A long-term dividend

It’s the first stock I’m referring to. British American Tobacco ( LSE:BATS ) business currently offers a dividend yield of 6.27%, above the FTSE 100 average of 3.89%. Last year, the stock price increased by 27%, which is an amazing profit.

It has had 22 consecutive years of dividend growth, which is one of the signs I look for when trying to find a good dividend. For the most part, payments spread over time are a reflection of the business’s core profitability.

The tobacco industry may not be to everyone’s liking, and some may not want to invest in this area. But basically, it’s been a huge source of profit for the last decade now. High repeatability of people, market structure similar to oligopoly allows the institution to achieve better results.

Of course, the shift to vaping and nicotine alternatives means that British American tobacco is in danger of becoming an unadaptable dinosaur. However, I don’t see any materially worrying signs that the business isn’t planning for the future of the industry.

A household favorite

It’s the second stock I’m thinking of buying. Unilever ( LSE:ULVR ) share price hasn’t moved much over the past year, down a modest 3%. As for the dividend, it is 3.8%.

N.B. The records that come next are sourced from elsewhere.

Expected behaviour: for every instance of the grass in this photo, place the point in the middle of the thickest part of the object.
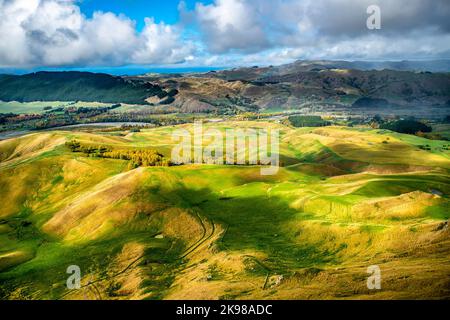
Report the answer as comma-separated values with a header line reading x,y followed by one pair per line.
x,y
207,231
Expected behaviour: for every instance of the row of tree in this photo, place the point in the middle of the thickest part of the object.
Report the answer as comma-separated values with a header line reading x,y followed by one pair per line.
x,y
136,157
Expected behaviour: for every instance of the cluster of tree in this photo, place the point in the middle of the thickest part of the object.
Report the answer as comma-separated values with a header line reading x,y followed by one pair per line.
x,y
307,121
406,126
136,158
71,86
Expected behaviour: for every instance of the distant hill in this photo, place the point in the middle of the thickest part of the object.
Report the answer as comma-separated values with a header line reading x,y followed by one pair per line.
x,y
73,86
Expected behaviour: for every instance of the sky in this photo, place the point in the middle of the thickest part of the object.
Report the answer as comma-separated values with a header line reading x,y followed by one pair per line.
x,y
177,34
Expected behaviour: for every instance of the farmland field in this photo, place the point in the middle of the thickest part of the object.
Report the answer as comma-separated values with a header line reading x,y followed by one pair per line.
x,y
343,200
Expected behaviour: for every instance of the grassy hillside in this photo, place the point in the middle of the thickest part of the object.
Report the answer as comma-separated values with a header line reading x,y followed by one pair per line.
x,y
347,198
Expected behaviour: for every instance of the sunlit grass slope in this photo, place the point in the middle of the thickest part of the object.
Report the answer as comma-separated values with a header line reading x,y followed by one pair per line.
x,y
345,199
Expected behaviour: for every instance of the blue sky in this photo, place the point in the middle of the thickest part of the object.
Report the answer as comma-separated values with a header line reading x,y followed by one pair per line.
x,y
138,10
187,34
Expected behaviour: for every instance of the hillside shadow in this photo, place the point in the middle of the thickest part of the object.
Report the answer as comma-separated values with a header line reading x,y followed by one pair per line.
x,y
254,223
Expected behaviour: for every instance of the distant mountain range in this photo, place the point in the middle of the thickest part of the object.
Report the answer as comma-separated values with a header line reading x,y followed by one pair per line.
x,y
378,84
73,86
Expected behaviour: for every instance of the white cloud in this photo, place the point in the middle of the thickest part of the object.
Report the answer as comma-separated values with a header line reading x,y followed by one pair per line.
x,y
56,33
161,43
284,30
231,24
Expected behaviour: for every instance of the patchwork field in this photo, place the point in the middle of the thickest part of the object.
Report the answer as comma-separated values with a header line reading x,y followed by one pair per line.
x,y
345,199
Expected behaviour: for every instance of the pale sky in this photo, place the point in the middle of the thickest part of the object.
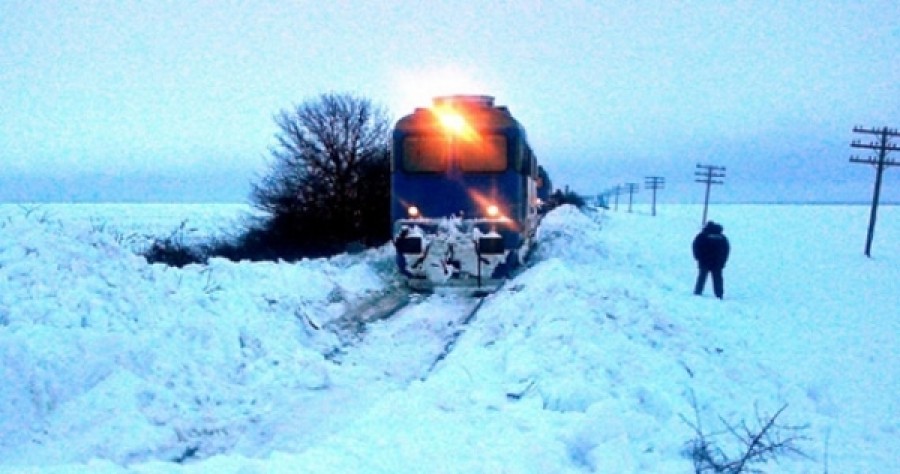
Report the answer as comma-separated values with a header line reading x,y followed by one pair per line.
x,y
173,100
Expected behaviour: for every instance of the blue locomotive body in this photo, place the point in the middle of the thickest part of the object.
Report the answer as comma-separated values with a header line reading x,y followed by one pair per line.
x,y
464,199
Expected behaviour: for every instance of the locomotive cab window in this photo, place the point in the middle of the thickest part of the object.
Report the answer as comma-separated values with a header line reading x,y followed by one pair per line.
x,y
488,154
425,154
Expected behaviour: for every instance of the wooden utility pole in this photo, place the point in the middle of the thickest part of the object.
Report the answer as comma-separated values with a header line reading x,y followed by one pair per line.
x,y
654,183
709,175
632,188
883,146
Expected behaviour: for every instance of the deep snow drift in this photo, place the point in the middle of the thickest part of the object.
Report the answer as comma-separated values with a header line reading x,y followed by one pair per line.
x,y
587,362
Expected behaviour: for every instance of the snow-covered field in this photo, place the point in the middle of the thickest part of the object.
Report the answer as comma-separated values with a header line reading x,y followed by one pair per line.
x,y
134,225
589,361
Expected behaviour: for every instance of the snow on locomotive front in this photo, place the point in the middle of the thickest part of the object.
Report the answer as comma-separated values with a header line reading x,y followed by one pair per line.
x,y
464,203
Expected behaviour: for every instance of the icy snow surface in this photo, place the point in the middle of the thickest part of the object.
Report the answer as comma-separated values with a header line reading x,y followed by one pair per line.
x,y
587,362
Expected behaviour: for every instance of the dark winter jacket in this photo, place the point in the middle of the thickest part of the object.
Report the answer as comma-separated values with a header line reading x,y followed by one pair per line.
x,y
711,247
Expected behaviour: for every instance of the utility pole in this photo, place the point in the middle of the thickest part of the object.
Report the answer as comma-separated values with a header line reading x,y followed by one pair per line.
x,y
883,146
709,175
632,188
654,183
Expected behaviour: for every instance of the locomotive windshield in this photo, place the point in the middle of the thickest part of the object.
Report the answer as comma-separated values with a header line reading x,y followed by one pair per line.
x,y
427,153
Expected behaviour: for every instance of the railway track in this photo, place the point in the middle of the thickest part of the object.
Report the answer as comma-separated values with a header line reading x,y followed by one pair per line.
x,y
401,335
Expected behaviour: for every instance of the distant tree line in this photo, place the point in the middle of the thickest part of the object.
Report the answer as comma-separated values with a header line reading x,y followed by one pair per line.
x,y
327,189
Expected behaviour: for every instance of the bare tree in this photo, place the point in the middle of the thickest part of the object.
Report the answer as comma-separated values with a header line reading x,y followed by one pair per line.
x,y
329,180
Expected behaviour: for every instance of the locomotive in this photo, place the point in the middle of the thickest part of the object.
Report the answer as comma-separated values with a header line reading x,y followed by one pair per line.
x,y
464,194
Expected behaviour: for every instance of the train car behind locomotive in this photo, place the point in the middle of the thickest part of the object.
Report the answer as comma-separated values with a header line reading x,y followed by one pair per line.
x,y
464,202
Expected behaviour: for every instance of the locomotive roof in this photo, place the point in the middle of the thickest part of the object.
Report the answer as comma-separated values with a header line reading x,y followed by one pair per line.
x,y
479,111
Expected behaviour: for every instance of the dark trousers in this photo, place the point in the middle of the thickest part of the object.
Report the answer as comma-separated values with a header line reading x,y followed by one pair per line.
x,y
718,283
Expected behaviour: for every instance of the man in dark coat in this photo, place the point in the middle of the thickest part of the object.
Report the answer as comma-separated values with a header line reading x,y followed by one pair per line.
x,y
711,250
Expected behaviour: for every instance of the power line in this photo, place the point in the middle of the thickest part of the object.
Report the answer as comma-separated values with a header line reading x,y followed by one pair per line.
x,y
654,183
709,175
632,188
883,146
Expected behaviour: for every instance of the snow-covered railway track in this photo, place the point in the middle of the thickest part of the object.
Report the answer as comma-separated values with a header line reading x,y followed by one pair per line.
x,y
420,330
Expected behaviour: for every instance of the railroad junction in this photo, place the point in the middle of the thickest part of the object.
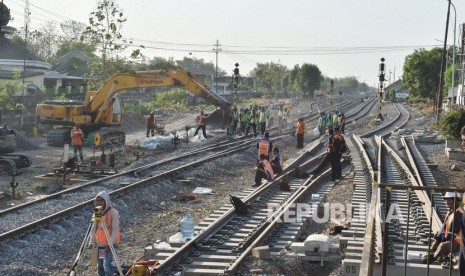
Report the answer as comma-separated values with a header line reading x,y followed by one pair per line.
x,y
272,237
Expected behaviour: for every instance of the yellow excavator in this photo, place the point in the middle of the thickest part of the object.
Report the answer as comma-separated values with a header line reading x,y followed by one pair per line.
x,y
103,108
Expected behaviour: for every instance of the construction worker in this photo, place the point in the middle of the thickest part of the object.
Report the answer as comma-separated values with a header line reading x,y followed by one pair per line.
x,y
441,246
336,147
263,171
322,123
329,121
265,146
245,119
462,134
150,122
253,122
201,124
262,120
234,119
76,140
300,130
343,123
109,217
277,161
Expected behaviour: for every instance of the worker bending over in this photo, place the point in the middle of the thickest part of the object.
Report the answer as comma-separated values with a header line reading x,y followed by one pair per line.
x,y
263,171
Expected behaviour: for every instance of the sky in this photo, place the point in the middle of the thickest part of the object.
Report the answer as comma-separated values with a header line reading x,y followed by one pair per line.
x,y
342,37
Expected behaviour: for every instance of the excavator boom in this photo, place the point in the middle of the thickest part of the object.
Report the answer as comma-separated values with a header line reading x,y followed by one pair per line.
x,y
103,107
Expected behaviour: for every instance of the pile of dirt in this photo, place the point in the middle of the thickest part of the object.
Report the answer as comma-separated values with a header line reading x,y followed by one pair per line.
x,y
24,143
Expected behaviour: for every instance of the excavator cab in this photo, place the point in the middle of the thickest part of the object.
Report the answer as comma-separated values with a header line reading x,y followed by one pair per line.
x,y
117,107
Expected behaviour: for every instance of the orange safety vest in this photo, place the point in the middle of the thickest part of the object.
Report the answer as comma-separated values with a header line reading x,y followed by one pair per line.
x,y
330,145
448,228
300,127
268,170
151,122
100,237
76,137
200,117
263,146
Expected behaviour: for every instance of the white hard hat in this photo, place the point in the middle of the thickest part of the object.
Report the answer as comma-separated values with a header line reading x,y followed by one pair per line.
x,y
451,195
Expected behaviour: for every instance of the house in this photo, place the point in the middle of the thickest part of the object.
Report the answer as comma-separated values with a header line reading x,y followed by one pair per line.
x,y
36,73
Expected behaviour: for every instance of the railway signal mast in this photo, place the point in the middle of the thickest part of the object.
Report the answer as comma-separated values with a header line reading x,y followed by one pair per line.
x,y
382,79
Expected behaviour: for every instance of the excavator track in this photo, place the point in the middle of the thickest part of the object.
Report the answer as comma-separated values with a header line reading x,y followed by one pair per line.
x,y
11,162
105,138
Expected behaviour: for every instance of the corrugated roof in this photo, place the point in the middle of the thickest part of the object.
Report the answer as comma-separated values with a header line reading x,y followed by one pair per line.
x,y
13,51
10,75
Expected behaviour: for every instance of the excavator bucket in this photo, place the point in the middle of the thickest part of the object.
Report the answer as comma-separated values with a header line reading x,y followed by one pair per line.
x,y
218,118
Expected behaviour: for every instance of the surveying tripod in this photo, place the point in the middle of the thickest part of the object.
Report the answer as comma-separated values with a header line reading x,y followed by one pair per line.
x,y
97,218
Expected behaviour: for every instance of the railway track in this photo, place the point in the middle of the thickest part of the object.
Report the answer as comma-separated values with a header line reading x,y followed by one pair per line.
x,y
401,207
77,214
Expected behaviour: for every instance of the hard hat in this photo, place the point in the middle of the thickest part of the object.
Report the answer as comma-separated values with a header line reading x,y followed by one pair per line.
x,y
450,195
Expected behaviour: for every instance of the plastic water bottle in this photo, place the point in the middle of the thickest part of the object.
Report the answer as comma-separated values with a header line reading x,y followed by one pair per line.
x,y
187,227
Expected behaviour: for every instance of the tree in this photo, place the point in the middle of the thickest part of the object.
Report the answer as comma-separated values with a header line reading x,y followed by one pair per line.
x,y
309,79
421,72
269,78
161,63
103,32
8,89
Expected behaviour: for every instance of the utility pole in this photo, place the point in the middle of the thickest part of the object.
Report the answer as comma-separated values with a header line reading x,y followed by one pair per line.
x,y
462,64
235,80
441,76
382,79
26,25
331,95
217,49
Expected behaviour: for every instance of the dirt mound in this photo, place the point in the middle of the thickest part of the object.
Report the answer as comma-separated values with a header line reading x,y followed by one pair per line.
x,y
24,143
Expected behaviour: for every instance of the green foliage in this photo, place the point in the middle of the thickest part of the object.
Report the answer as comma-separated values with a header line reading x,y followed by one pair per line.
x,y
451,123
416,99
198,66
8,89
421,72
269,78
104,33
161,63
309,79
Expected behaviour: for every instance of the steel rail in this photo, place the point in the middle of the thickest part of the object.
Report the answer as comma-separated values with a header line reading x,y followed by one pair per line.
x,y
47,219
225,218
266,228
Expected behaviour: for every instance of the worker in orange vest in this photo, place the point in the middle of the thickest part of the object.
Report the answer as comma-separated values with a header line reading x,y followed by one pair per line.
x,y
263,171
151,125
76,140
110,217
201,124
264,146
300,130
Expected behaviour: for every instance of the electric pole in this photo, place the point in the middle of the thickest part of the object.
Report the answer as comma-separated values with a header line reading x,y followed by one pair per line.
x,y
26,25
235,80
217,49
441,76
382,79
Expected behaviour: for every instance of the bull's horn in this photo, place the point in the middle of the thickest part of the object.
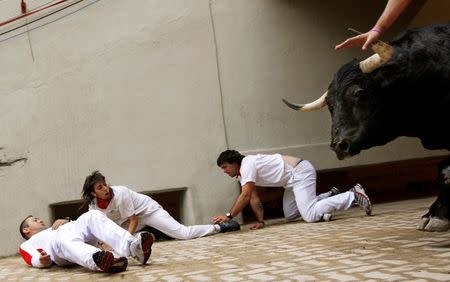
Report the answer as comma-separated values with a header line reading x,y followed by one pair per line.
x,y
383,53
317,104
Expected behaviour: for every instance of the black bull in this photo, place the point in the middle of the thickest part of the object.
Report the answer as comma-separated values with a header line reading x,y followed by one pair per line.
x,y
409,95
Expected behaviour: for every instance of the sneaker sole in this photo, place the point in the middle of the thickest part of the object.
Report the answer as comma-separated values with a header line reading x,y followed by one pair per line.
x,y
146,244
367,209
119,265
106,261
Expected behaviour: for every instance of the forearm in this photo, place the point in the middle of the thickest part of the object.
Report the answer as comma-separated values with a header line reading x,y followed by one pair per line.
x,y
257,207
133,224
240,203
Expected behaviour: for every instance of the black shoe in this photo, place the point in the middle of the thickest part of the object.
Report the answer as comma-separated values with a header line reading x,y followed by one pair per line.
x,y
107,263
229,226
141,247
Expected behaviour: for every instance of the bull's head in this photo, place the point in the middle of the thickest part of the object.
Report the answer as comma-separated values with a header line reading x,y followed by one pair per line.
x,y
353,109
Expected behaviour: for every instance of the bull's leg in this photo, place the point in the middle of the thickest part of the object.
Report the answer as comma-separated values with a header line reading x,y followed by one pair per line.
x,y
437,218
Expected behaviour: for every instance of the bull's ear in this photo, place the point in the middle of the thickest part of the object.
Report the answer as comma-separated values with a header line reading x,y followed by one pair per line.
x,y
358,92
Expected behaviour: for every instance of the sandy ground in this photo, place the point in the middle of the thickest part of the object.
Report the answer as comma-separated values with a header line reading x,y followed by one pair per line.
x,y
352,247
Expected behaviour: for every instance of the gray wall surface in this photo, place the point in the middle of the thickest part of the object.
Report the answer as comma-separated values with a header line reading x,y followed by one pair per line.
x,y
150,92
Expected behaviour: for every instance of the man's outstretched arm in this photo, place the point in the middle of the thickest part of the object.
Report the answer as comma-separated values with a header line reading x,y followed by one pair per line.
x,y
239,205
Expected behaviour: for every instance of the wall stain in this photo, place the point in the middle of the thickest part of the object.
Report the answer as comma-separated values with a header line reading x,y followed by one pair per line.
x,y
11,162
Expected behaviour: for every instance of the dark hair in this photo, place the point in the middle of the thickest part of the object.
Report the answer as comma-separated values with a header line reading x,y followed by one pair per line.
x,y
88,187
24,224
229,156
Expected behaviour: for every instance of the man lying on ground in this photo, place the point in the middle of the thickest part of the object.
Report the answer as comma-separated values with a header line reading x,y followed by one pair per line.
x,y
134,211
65,243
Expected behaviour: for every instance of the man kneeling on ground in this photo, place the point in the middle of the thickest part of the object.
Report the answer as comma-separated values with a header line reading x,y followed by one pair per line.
x,y
297,176
66,243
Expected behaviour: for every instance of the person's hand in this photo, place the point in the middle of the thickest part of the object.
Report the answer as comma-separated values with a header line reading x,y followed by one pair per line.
x,y
365,40
258,225
219,219
45,259
104,247
58,223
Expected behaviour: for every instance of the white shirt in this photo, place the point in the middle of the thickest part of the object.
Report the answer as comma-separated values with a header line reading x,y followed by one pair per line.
x,y
265,170
126,203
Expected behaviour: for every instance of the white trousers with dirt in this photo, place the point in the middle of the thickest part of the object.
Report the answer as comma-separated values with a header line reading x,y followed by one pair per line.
x,y
164,222
70,245
301,200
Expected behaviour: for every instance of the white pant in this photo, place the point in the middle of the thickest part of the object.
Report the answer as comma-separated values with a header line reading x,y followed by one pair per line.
x,y
70,244
161,220
301,199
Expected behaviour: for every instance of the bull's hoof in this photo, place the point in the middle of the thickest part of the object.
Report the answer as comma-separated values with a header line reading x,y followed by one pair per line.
x,y
437,225
422,223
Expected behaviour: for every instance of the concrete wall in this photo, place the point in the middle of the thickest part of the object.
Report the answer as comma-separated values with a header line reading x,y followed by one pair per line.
x,y
150,92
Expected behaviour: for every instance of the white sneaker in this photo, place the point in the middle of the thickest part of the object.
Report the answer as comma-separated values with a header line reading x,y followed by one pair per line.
x,y
361,198
327,217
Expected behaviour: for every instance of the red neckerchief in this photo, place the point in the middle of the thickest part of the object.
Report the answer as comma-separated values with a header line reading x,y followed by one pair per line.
x,y
103,204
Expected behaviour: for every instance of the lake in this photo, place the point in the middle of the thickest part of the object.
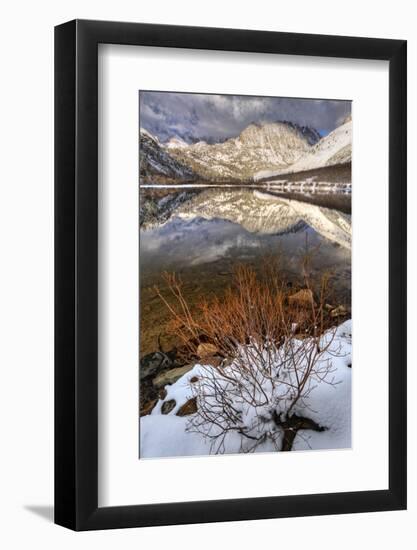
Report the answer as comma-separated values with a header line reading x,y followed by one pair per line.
x,y
202,233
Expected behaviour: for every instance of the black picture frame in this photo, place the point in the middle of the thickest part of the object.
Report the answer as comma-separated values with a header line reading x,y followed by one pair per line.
x,y
76,272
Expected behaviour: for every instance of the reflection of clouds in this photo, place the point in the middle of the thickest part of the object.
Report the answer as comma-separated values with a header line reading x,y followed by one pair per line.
x,y
196,241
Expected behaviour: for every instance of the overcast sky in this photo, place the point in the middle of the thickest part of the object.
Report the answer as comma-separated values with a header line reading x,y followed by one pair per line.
x,y
216,117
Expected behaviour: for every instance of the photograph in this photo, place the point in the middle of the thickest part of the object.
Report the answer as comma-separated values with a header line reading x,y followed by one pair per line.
x,y
245,274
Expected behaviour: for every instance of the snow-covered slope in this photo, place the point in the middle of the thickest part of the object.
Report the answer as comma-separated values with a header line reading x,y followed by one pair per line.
x,y
155,160
328,404
335,148
176,143
264,146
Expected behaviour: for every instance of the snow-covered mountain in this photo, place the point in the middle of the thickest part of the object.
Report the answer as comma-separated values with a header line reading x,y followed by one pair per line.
x,y
259,147
155,160
260,151
335,148
175,143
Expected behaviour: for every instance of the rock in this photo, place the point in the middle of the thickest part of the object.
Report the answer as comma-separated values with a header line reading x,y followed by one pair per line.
x,y
190,407
303,297
339,311
167,406
170,376
148,407
153,362
206,350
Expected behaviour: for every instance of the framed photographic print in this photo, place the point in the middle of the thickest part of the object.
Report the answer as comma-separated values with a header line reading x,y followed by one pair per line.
x,y
230,252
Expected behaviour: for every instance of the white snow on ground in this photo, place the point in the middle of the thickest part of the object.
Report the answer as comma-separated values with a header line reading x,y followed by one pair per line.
x,y
328,404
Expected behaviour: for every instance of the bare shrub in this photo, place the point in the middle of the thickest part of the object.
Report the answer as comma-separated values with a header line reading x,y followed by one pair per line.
x,y
274,349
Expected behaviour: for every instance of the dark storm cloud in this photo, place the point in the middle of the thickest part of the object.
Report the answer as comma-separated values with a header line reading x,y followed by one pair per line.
x,y
196,117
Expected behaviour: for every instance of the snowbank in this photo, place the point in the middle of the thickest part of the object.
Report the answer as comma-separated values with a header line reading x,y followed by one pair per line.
x,y
328,404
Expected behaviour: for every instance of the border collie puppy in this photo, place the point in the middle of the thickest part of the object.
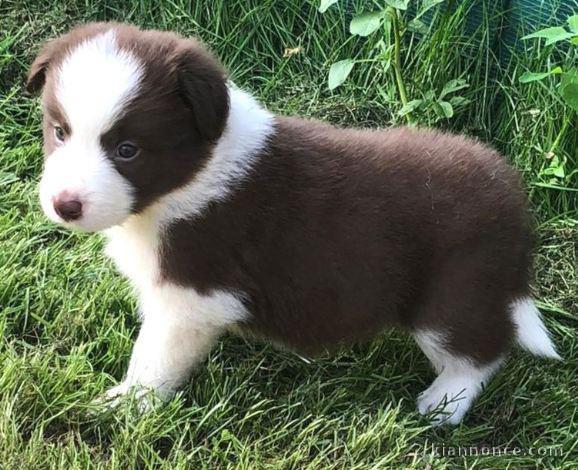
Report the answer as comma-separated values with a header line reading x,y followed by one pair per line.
x,y
227,217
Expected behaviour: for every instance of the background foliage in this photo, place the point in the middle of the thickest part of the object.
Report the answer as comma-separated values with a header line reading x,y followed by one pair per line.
x,y
67,320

I understand that people say that the yield is actually slightly below the index average. This is true, but if I look at Unilever’s yield over the past two decades, it has remained in a tight range between 2.5%-4%. It will never set my world on fire, but at the same time I’m sure I’ll be taking episodes of this size for the next decade. This counts for one thing.

The reason it is a constant dividend payer is related to the sector. It owns various family brands in all kinds of areas. This is from Ben and Jerry Ice cream to Hellman Mayonnaise. The items have a proven track record of being popular with consumers in the past, bringing in strong revenue. I don’t see this changing anytime soon, which should allow for continued strong profits. From this, dividends should continue to be paid.

I got to follow the steps of famous activist investor Nelson Peltz, who buys stock in a company that aims to make a difference. Following his recent purchase of a large stake in Unilever, I’m sure his intentions are for the best. But it can cause unnecessary disruption to the business.

I would like to add both stocks to my portfolio soon with free cash.